December 2, 1995, marks the 15th anniversary of the murder of four U.S. church women-Maura Clarke, Ita Ford, Dorothy Kazel, and Jean Donovan-in El Salvador. The United States trained and funded their killers, then shielded those who gave the orders to have them assassinated. The Religious Task Force on Central America believes that people of faith are called to live lives of truth and to change the values and priorities that have inspired this history of violence.
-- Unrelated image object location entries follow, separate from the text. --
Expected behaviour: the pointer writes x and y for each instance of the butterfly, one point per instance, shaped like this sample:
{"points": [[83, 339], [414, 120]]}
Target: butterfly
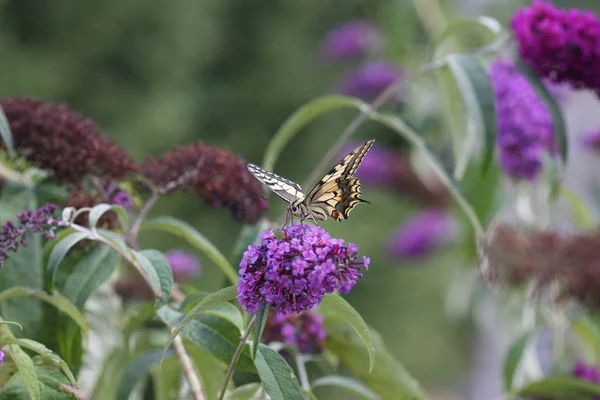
{"points": [[336, 194]]}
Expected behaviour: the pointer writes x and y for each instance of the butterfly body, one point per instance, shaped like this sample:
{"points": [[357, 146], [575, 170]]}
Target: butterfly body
{"points": [[336, 194]]}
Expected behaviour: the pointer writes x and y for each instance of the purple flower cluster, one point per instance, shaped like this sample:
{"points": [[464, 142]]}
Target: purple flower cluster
{"points": [[293, 274], [13, 236], [350, 41], [184, 265], [562, 45], [421, 234], [371, 79], [524, 123], [302, 330]]}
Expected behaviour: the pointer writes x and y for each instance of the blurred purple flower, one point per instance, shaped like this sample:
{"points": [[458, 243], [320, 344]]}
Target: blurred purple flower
{"points": [[295, 273], [184, 265], [421, 234], [13, 236], [524, 123], [302, 330], [562, 45], [350, 41], [371, 79]]}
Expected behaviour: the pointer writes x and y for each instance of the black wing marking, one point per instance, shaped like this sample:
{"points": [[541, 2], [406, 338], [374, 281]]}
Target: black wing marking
{"points": [[284, 188]]}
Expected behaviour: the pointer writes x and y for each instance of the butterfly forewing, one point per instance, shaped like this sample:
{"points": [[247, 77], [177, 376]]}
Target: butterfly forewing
{"points": [[284, 188]]}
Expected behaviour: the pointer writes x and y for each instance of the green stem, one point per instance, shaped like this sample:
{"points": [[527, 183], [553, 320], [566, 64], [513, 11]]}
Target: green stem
{"points": [[236, 356]]}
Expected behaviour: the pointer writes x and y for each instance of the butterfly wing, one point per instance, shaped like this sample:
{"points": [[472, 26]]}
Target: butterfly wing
{"points": [[339, 191], [284, 188]]}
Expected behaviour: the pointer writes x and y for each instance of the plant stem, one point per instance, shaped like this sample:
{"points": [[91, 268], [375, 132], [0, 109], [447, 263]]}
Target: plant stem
{"points": [[236, 356], [302, 375], [188, 368]]}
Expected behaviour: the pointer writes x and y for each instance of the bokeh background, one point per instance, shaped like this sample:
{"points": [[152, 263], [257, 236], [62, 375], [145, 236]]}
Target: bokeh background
{"points": [[158, 73]]}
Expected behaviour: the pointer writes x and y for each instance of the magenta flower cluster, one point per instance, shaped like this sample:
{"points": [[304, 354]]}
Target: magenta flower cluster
{"points": [[524, 123], [13, 236], [294, 273], [561, 45], [303, 330]]}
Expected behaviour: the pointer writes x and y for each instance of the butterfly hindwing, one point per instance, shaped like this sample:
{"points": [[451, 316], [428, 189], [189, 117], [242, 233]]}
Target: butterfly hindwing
{"points": [[284, 188]]}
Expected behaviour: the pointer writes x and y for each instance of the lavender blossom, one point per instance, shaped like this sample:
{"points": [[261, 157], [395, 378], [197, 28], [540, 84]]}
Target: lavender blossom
{"points": [[351, 40], [13, 236], [371, 79], [302, 330], [562, 45], [421, 234], [184, 265], [295, 273], [524, 123]]}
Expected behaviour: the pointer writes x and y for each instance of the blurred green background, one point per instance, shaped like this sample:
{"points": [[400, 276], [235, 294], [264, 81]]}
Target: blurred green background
{"points": [[156, 73]]}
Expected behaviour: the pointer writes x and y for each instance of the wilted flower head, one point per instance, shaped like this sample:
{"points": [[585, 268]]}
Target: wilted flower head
{"points": [[351, 40], [295, 273], [561, 45], [518, 256], [371, 79], [421, 234], [303, 330], [14, 235], [524, 123], [57, 138], [184, 265], [217, 175]]}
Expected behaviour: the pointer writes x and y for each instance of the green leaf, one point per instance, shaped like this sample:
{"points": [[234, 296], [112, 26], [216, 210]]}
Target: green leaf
{"points": [[478, 94], [6, 133], [59, 251], [259, 326], [25, 366], [300, 118], [99, 210], [139, 368], [250, 391], [589, 332], [89, 274], [348, 384], [560, 387], [334, 306], [211, 300], [217, 336], [42, 350], [196, 239], [56, 299], [513, 358], [558, 123], [388, 379], [164, 272], [276, 375]]}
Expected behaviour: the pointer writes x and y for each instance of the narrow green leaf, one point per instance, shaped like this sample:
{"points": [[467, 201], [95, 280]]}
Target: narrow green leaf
{"points": [[558, 123], [25, 366], [276, 375], [300, 118], [211, 300], [513, 358], [58, 253], [42, 350], [334, 306], [562, 387], [348, 384], [6, 133], [139, 368], [478, 95], [259, 326], [196, 239], [56, 299], [150, 271], [165, 274]]}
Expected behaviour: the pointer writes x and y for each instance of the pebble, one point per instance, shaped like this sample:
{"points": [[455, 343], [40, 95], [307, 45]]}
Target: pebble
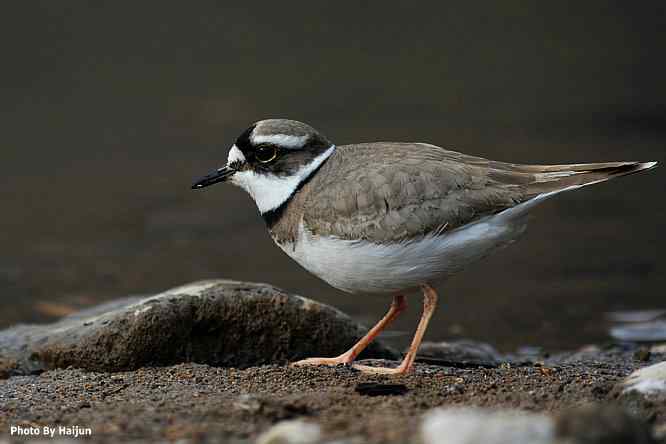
{"points": [[291, 432]]}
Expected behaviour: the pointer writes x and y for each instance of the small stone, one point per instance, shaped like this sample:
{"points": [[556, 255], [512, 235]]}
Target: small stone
{"points": [[598, 424], [377, 389], [476, 425], [642, 354], [649, 380], [291, 432], [463, 353]]}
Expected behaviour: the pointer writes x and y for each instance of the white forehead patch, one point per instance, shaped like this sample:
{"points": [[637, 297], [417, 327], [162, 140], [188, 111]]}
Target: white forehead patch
{"points": [[270, 191], [282, 140], [235, 155]]}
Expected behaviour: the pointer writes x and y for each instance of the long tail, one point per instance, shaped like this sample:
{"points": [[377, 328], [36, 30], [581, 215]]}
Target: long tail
{"points": [[556, 178]]}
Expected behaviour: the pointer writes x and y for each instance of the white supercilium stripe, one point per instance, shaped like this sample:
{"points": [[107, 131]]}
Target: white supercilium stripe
{"points": [[282, 140], [270, 191], [235, 155]]}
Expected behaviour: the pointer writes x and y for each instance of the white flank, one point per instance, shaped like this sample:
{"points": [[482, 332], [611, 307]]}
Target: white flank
{"points": [[359, 266], [270, 191], [282, 140], [235, 155]]}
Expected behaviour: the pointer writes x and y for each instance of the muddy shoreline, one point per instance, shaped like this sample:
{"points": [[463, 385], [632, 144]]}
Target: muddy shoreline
{"points": [[202, 403]]}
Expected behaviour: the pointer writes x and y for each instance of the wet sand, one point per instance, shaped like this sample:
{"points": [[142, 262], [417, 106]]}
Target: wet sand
{"points": [[208, 404]]}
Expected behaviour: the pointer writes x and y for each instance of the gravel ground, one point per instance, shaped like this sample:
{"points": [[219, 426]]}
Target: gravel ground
{"points": [[209, 404]]}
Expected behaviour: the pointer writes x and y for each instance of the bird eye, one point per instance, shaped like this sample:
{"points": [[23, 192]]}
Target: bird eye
{"points": [[266, 153]]}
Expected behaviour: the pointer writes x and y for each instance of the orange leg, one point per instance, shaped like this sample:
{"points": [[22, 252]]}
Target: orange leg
{"points": [[429, 304], [397, 306]]}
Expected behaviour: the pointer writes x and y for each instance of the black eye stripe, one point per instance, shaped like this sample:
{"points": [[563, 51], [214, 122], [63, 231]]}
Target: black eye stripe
{"points": [[266, 153]]}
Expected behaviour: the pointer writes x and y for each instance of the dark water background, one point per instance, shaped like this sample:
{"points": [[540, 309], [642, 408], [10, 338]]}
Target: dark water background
{"points": [[108, 112]]}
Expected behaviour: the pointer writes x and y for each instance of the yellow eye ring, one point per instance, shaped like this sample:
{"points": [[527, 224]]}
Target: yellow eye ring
{"points": [[266, 153]]}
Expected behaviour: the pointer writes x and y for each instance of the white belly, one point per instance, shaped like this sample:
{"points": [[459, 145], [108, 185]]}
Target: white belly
{"points": [[365, 267]]}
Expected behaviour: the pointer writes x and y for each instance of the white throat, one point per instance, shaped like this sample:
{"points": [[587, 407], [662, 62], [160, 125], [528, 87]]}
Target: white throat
{"points": [[270, 191]]}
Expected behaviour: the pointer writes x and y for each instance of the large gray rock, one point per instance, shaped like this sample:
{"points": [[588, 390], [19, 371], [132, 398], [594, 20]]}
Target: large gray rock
{"points": [[220, 322]]}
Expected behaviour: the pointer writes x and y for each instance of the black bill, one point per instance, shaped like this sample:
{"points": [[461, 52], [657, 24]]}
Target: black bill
{"points": [[220, 175]]}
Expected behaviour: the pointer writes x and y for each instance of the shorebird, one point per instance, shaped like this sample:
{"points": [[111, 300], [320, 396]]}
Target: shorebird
{"points": [[389, 217]]}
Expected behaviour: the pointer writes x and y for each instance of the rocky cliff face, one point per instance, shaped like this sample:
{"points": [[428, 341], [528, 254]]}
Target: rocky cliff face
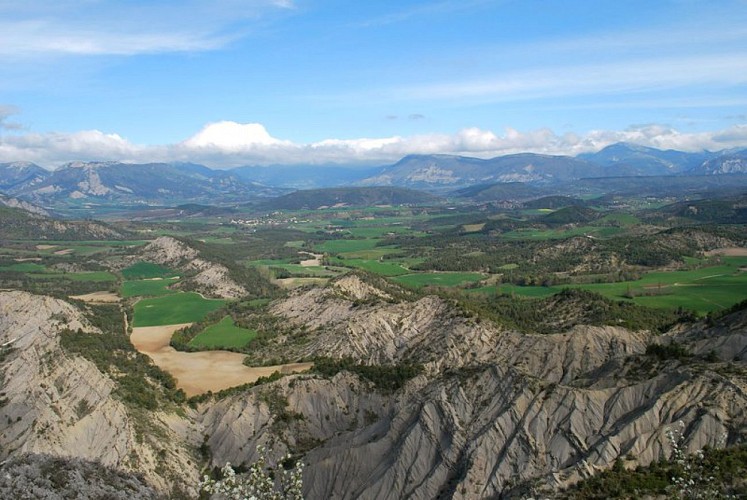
{"points": [[62, 405], [495, 412]]}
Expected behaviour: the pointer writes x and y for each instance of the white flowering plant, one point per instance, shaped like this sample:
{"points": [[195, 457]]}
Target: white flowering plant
{"points": [[263, 481]]}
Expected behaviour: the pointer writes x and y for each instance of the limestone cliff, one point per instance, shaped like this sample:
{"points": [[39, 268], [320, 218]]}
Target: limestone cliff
{"points": [[63, 405]]}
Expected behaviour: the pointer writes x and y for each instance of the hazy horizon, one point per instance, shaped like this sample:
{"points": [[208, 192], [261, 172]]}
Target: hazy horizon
{"points": [[263, 82]]}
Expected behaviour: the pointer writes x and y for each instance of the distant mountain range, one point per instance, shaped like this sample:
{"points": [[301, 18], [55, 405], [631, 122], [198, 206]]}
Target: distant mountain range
{"points": [[79, 183], [351, 196]]}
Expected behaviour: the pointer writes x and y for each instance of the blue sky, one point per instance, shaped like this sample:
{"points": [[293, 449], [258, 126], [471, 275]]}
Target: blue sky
{"points": [[235, 82]]}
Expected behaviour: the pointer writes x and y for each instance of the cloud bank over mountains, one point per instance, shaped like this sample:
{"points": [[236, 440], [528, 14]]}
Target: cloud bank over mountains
{"points": [[227, 144]]}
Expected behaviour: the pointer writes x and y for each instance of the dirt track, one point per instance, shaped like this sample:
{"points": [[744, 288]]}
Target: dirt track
{"points": [[199, 372], [97, 297], [729, 252]]}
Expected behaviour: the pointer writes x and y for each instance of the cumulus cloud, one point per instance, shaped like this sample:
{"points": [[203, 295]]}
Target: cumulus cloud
{"points": [[228, 144], [6, 111], [232, 137]]}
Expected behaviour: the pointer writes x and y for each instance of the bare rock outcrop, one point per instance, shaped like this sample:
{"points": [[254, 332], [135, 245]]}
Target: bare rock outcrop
{"points": [[431, 331], [207, 277]]}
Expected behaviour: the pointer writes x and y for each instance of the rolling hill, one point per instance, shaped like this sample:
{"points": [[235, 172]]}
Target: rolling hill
{"points": [[356, 197]]}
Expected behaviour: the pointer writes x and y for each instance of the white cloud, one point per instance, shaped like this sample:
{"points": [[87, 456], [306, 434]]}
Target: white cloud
{"points": [[227, 144], [232, 137]]}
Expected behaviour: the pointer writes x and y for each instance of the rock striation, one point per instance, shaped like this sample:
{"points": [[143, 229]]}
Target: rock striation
{"points": [[62, 405]]}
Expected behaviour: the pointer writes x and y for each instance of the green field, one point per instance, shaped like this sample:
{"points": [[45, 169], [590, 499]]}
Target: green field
{"points": [[418, 280], [24, 267], [144, 270], [555, 234], [145, 288], [342, 246], [97, 276], [374, 266], [186, 307], [702, 290], [223, 334]]}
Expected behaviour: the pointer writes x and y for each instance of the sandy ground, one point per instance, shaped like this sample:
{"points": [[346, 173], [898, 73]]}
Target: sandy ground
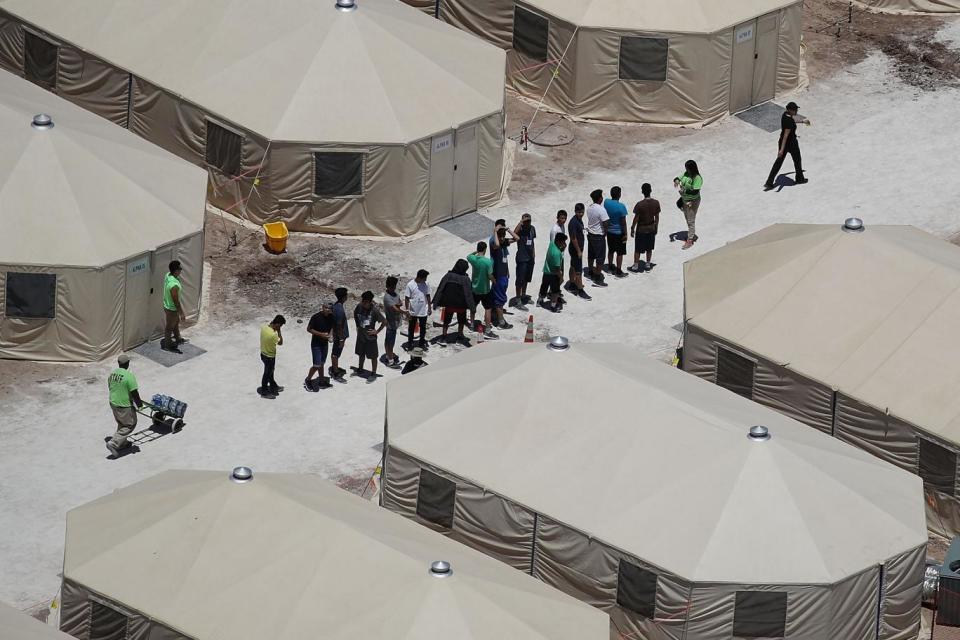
{"points": [[881, 131]]}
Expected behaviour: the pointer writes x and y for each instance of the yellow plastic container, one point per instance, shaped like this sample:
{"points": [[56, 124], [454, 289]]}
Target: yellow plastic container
{"points": [[277, 234]]}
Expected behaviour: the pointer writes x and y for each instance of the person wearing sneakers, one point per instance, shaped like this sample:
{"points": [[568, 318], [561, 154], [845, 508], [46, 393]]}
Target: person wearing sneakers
{"points": [[481, 269], [616, 232], [788, 143], [553, 274], [575, 238], [689, 184], [646, 219], [320, 328], [393, 311], [124, 402], [173, 313], [270, 338], [597, 223]]}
The Religious Task Force on Central America invites concerned groups and individuals to join them in a national commemoration program of reflection, consciousness-raising, and action to construct a new history based on solidarity and truth. They have created organizing packets that include an outline for a religious service; a script for a play based on John 8:31-47 and texts of letters and interviews with the four women who were killed, administration officials, and others; a background paper with major revelations of recent years about the role of the United States in the region and suggestions for action; graphics; and more.

To order organizing packets ($5 each) and to find out more about becoming involved in the commemoration program, contact: Religious Task Force on Central America, 1747 Connecticut Ave. NW, Washington, DC 20009-1108; (202) 387-7652.


New York recently reinstated the death penalty while Iowa turned it down. A new video from Mennonite Media Productions, Beyond the News: Murder Close Up
, explores how Christians are dealing with violence when it happens in their own family.

The 35-minute video features interviews with victims of violence and their family members, such as Sue Zann Bosler, who was left with a head injury when an attacker also stabbed and killed her father. Bosler has forgiven the killer and is working to stop the death penalty. Others in the video include Bill Pelke, grandson of a woman murdered by teen-age girls; Marietta Jaeger, whose daughter was kidnapped and murdered; Bernice King, daughter of Martin Luther King Jr.; Howard Zehr, consultant on criminal justice issues; and Sister Helen Prejean, a spokesperson against the death penalty.

The video is a useful tool for faith and community groups to aid in discussions about forgiveness and the death penalty. To order a copy of the video ($24.95 each), contact: Mennonite Media Productions, 1251 Virginia Ave., Harrisonburg, VA 22801; 1-800-999-3534.


What can you do about money in politics? Money talks on Capitol Hill and in your own state capitol and city hall. You've seen how it affects your family, your community, your state, your country. You know it is time to do something about it. But where do you start?

The Center for Responsive Politics, a non-partisan research group specializing in the study of the role money plays in congressional elections and actions, can provide some leads. The center works to create a more involved citizenry and a more responsive Congress. It also follows activities of the campaign finance regulatory system, holds seminars and workshops for issue activists and journalists, and offers training on how to do research.

Among the resources available from the Center for Responsive Politics is their bimonthly newsletter, Capital Eye.
It is devoted to tracking news and views on campaign financing. The center publishes many reference books (see p. 54). The latest, The Price of Admission: Campaign Spending in the 1994 Elections,
by Larry Makinson, is designed to unravel the political and economic dynamics behind the 1994 elections and also to identify the financial bedfellows of the 104th Congress.

Many of the center's resources are available through the Money and Politics News Service,;port5050. To find out more, contact: Center for Responsive Politics, 1320 19th St. NW, Suite 700, Washington, DC 20036; (202) 857-0044.

Compiled by Rachel Johnson former news assistant intern.